Introduction

Replicated experiments are well known to have the highest power for statistical inference. However, this has rarely been properly implemented in field studies and numerous techniques have been devised to alleviate this challenge while avoiding psuedoreplication (Eberhardt and Thomas 1991). Due to the power (lower typeII error) of large replicate studies it would be desirable to develop a method for conducting such studies in field experiments so as to derive stronger inferences. Higher power is of equal interest to Bayesian analysis as it is to frequentest but discussion of either is outside the scope of this work save that it benefits all. The purpose of this project is to develop a tool for alleviating the first step which is identifying plausible replicate sites by using existing locations. It is possible to deal with uncontrolled variables through large numbers of replicates but the more uncontrolled and higher variation the variables are the more replicates are needed.

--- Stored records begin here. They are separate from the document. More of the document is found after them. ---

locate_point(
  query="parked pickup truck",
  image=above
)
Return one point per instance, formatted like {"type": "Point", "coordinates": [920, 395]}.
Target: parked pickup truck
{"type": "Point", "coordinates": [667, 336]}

This tool uses the large amounts of environmental data widely available to filter through locations and identify a desired number of replicates which are most similar given a set of variables. This tool is designed to be dynamic by allowing for multiple spatial data sets to be imported and desired variables to be filtered for.

Materials and methods

Datasets:

Erie County tax parcels

NYS Brownfields

These datasets were chosen to deomnstrate this tool becuase they are readily available and are focus locally. The tax parcels data allows us to determine property ownsership, acreage, value, contact information, and other attributes. A better option that this point file is a shape file of the parcels which is available upon request from the county. A shape file would allow more accurate attribution of other variables such as soil and climate. The brownfields data is chosen for demonstrations of how this tool could be used to identify potential brownfields with similar enough variables to allow use as replicates in related studies. Additoinal data could come from USDA, USGS, NOAA, and NASA depending on variables of interest.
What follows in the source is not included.